It Is Unclear Whether Preventing Online Companies from Charging a Higher Price to Protect Privacy Is Beneficial Overall
Preventing companies from charging users a higher price to protect their privacy is not clearly a good or bad policy. As a general matter, privacy should not be a luxury good; people should be able to protect their privacy regardless of their income level. And some pay-for-privacy regimes effectively coerce users—especially low-income consumers—into giving up their privacy if the discount is so disproportionate that users essentially have no choice. For example, AT&T at one point offered broadband customers an option to participate in an “Internet Preferences” program that would have tracked their online activity, and provided them the lowest available rate if they had enrolled.32 Alternatively, customers could have elected to pay an additional $29 per month for standalone broadband access that did not track their online activity.33 As Duarte pointed out, pay-for-privacy models can be coercive to users “who may not feel like they can make the tradeoff in cost, and pay a higher price or forgo a discount.”34
People should be able to protect their privacy regardless of their income level.
However, prohibiting companies from charging a subscription fee when a user opts out of behavioral tracking could hurt a company’s viability.
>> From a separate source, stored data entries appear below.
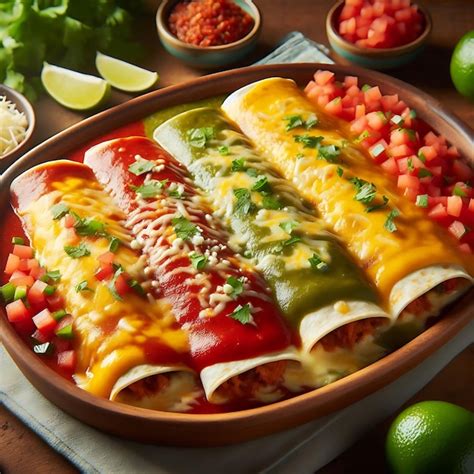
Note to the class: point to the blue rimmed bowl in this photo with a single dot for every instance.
(376, 58)
(208, 56)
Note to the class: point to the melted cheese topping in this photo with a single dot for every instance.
(109, 333)
(386, 257)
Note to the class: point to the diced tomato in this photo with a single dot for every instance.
(45, 322)
(17, 312)
(438, 211)
(67, 360)
(23, 251)
(69, 221)
(121, 285)
(454, 206)
(13, 263)
(40, 337)
(457, 229)
(36, 294)
(408, 181)
(105, 272)
(55, 302)
(390, 166)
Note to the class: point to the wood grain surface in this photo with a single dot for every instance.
(21, 451)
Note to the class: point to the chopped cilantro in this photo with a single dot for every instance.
(318, 264)
(59, 210)
(457, 191)
(389, 223)
(183, 228)
(82, 287)
(422, 200)
(237, 286)
(242, 314)
(198, 260)
(261, 185)
(244, 204)
(114, 244)
(288, 226)
(141, 166)
(77, 252)
(150, 189)
(424, 173)
(223, 150)
(308, 141)
(198, 137)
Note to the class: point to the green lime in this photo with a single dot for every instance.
(73, 89)
(462, 65)
(430, 438)
(124, 76)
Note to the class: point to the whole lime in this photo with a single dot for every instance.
(462, 65)
(432, 437)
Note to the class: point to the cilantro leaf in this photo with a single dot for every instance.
(242, 314)
(198, 260)
(141, 166)
(223, 150)
(308, 141)
(237, 286)
(244, 204)
(389, 223)
(184, 228)
(151, 189)
(317, 263)
(77, 251)
(329, 153)
(238, 165)
(271, 202)
(288, 226)
(59, 210)
(198, 137)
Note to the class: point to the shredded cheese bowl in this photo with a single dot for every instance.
(17, 123)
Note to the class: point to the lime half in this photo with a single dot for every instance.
(73, 89)
(124, 76)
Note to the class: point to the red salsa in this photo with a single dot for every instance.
(209, 22)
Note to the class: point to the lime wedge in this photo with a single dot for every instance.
(73, 89)
(124, 76)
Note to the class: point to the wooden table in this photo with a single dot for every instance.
(22, 451)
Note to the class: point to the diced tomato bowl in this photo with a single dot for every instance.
(375, 39)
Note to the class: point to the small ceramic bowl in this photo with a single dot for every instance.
(375, 58)
(209, 56)
(23, 105)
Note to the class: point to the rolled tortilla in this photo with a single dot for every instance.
(314, 301)
(175, 230)
(390, 257)
(112, 336)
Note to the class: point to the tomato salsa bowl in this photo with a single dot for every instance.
(213, 429)
(375, 58)
(208, 56)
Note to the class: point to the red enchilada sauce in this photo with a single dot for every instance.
(209, 22)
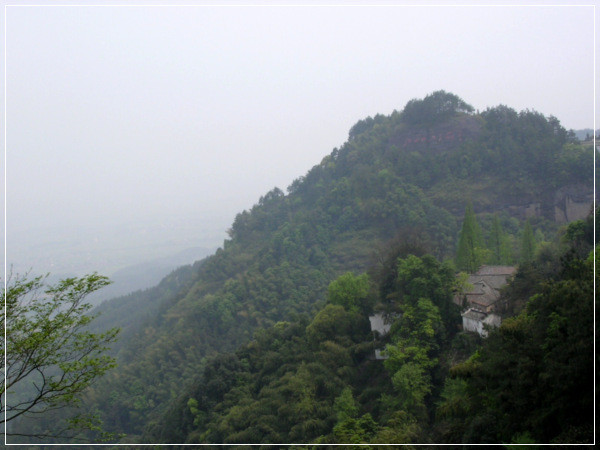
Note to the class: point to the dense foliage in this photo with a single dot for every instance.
(316, 381)
(406, 177)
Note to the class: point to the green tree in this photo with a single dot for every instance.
(470, 253)
(351, 292)
(527, 243)
(498, 244)
(49, 357)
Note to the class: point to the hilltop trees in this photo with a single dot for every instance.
(435, 107)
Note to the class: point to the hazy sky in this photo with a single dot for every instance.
(119, 114)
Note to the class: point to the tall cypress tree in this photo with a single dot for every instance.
(498, 244)
(470, 253)
(527, 243)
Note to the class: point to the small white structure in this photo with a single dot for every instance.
(474, 320)
(380, 326)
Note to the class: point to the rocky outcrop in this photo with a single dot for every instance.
(573, 203)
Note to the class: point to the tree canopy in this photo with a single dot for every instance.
(51, 357)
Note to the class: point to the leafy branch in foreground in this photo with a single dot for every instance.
(49, 357)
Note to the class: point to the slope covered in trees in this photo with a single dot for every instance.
(403, 177)
(315, 381)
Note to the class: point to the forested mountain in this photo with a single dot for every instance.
(252, 344)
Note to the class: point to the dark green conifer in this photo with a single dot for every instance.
(470, 253)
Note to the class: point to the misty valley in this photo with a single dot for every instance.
(429, 281)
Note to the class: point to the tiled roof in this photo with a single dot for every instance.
(496, 270)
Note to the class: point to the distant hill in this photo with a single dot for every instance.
(402, 179)
(147, 274)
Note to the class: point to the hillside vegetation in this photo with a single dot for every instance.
(250, 345)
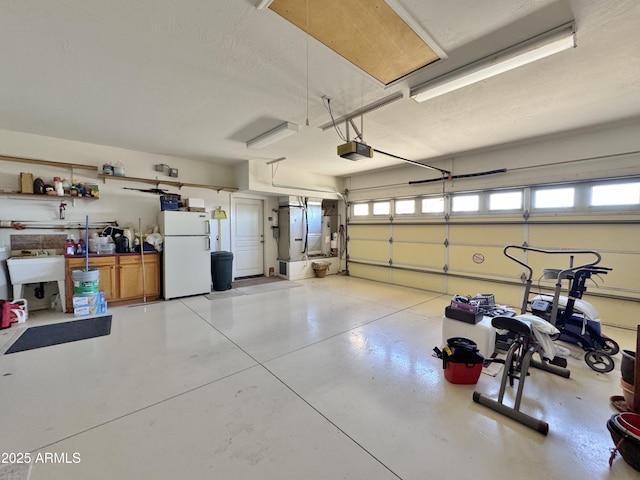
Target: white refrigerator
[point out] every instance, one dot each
(186, 253)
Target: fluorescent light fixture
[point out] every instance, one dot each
(536, 48)
(264, 4)
(281, 131)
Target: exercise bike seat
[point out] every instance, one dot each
(513, 324)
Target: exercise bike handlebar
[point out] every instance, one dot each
(554, 252)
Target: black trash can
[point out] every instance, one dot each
(221, 263)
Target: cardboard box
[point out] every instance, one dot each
(194, 203)
(85, 300)
(97, 309)
(26, 182)
(463, 316)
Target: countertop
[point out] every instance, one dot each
(96, 255)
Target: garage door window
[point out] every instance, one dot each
(616, 194)
(405, 207)
(505, 201)
(465, 203)
(381, 208)
(554, 198)
(360, 209)
(433, 205)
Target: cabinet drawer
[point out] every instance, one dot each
(136, 260)
(74, 263)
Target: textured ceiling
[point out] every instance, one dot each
(198, 78)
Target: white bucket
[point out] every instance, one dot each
(85, 281)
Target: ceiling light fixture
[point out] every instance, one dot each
(536, 48)
(281, 131)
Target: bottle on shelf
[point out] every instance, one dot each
(57, 184)
(81, 247)
(70, 246)
(66, 186)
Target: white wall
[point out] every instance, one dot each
(586, 154)
(128, 207)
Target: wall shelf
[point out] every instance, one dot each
(49, 163)
(170, 183)
(37, 196)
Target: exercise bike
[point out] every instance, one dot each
(569, 314)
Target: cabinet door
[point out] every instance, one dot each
(131, 278)
(152, 277)
(107, 282)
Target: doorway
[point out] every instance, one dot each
(249, 237)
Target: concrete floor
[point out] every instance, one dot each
(322, 378)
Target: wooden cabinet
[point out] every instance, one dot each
(136, 281)
(123, 278)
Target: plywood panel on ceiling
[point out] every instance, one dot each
(367, 33)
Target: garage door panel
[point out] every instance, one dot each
(378, 251)
(423, 281)
(485, 234)
(370, 232)
(419, 233)
(418, 255)
(492, 260)
(370, 272)
(625, 271)
(587, 237)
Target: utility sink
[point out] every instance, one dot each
(43, 268)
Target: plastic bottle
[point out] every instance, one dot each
(66, 186)
(57, 184)
(81, 247)
(70, 246)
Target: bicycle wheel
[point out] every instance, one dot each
(599, 361)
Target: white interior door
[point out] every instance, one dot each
(249, 237)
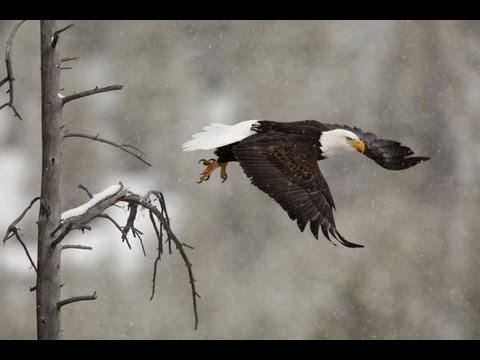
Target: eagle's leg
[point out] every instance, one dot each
(223, 171)
(211, 165)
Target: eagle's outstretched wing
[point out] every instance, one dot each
(285, 167)
(389, 154)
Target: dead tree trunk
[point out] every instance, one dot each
(48, 279)
(52, 228)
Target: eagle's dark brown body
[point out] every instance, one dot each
(281, 160)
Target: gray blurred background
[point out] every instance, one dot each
(259, 277)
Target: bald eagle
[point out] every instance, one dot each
(280, 158)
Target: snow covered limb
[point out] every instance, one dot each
(76, 299)
(124, 147)
(94, 91)
(10, 78)
(80, 217)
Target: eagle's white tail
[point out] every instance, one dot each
(217, 135)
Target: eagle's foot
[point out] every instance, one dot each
(211, 165)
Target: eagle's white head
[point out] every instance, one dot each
(340, 140)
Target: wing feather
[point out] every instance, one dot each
(285, 167)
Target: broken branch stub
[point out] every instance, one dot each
(80, 217)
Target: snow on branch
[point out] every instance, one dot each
(81, 216)
(93, 91)
(10, 78)
(96, 198)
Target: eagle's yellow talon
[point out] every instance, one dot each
(211, 165)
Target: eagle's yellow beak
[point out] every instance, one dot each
(357, 144)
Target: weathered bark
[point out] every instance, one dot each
(48, 279)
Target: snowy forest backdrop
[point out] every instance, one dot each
(413, 81)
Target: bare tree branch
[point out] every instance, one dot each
(70, 58)
(94, 91)
(76, 299)
(13, 226)
(10, 78)
(156, 214)
(15, 231)
(58, 32)
(144, 202)
(122, 147)
(117, 225)
(80, 247)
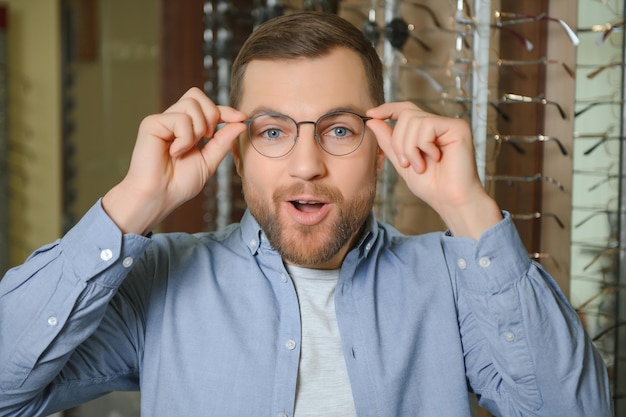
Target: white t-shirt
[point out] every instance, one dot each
(323, 388)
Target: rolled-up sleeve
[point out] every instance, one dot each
(525, 349)
(61, 286)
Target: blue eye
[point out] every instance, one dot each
(272, 133)
(340, 132)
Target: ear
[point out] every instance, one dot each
(380, 161)
(237, 157)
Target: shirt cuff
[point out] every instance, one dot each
(95, 244)
(493, 262)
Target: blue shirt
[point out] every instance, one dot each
(208, 325)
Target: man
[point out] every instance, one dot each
(309, 307)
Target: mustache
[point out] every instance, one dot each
(329, 193)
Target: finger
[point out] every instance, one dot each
(206, 115)
(392, 111)
(420, 143)
(222, 142)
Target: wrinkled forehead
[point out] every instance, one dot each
(306, 87)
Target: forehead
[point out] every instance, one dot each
(306, 87)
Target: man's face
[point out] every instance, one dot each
(310, 204)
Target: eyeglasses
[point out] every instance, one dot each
(338, 133)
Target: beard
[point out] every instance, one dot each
(308, 246)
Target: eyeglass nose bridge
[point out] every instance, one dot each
(306, 122)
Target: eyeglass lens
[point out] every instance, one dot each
(274, 135)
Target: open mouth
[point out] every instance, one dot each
(307, 206)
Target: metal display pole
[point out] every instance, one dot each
(619, 377)
(4, 145)
(480, 77)
(391, 63)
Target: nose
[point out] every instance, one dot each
(307, 158)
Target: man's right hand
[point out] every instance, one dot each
(167, 167)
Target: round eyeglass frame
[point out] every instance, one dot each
(249, 121)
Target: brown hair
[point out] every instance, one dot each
(306, 34)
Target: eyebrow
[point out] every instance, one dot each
(265, 109)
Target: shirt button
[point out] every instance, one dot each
(461, 263)
(106, 254)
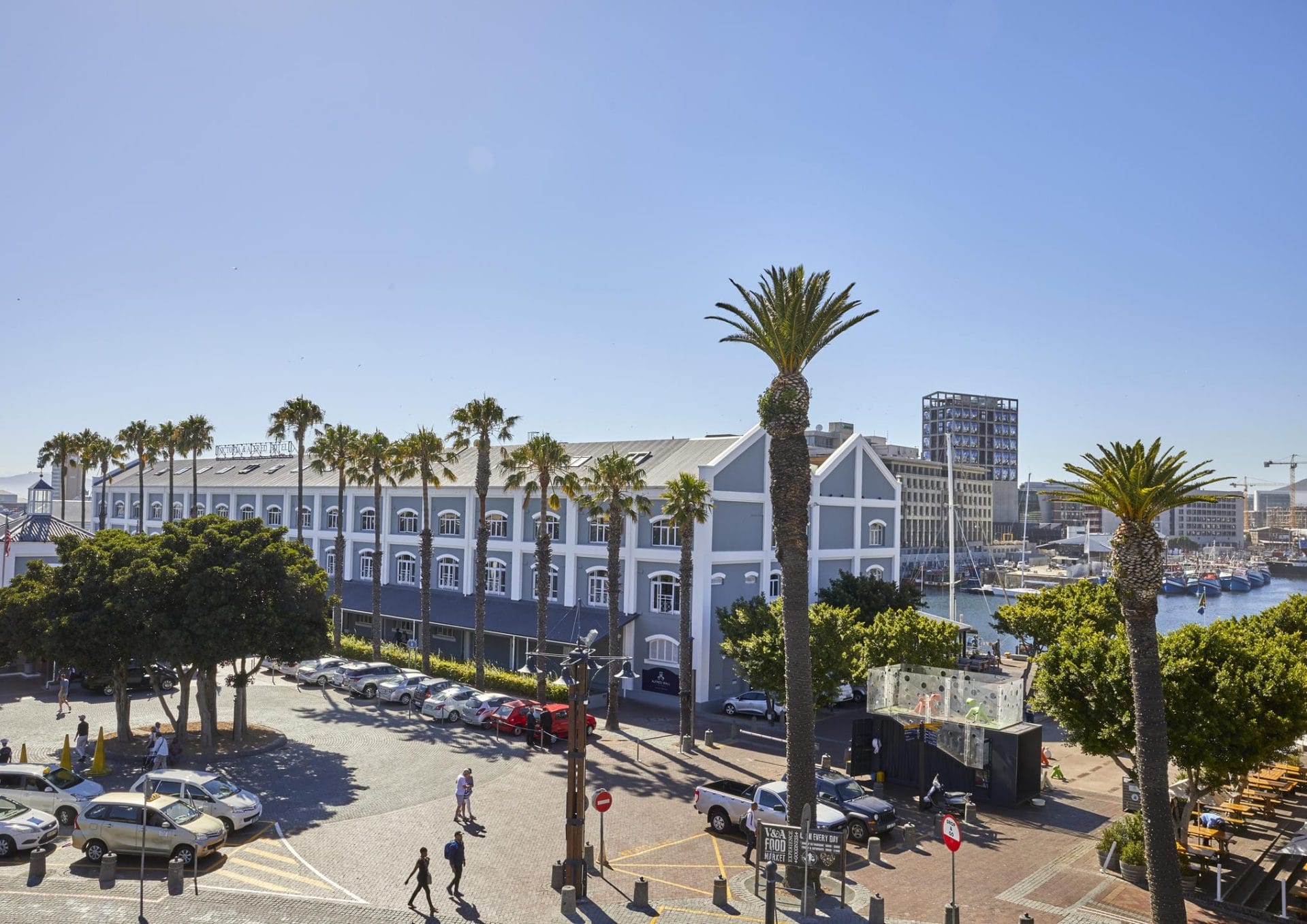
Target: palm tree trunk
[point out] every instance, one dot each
(616, 522)
(377, 567)
(687, 648)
If a user decides to opt out of being tracked, the company would not generate behaviorally targeted ad revenue from that user. If the company cannot charge a subscription fee to make up for that lack of revenue, then it is effectively forced to provide a truly free service. If enough users opt out of being tracked, and the company could not charge fees, the business may not succeed for lack of revenue. While users may not be concerned about this threat for big tech companies and social media giants, prohibiting both tracking and subscription fees could threaten news organizations that rely on behavioral advertising and third-party tracking.35
Even if legislation includes a ban on pay-for-privacy regimes, it might be difficult to enforce. The California Consumer Protection Act (CCPA), for instance, includes a provision precluding pay-for-privacy regimes, but with certain exceptions. The CCPA allows companies to charge consumers different prices or offer different levels of service if the difference is “reasonably related to the value provided to the consumer by the consumer’s data.”36 The CCPA also allows companies to offer financial incentives—including compensation to consumers for collecting, selling, or deleting their personal information—under a notice-and-consent approach if the programs are not “unjust, unreasonable, coercive, or usurious in nature.”37 However, as Tien pointed out,
we don’t have any good metrics for [those standards] right now, and there isn’t even a good theoretical metric for how you do that. In many of these areas, we’re watching innovations in the law that are going to be followed by innovations in enforcement and compliance, where folks like the California [Attorney General] are going to have to figure out how they are going to exercise their enforcement discretion and compliance in terms of judging something as coercive or not.38
In the near future, the California Attorney General will have to determine how to enforce this provision, and other privacy enforcers should pay attention.
Citations
- The term “surveillance capitalism” was popularized by scholar Shoshona Zuboff. See, Shoshana Zuboff, “The Age of Surveillance Capitalism: The Fight for a Human Future at the New Frontier of Power,” (New York: PublicAffair, 2019).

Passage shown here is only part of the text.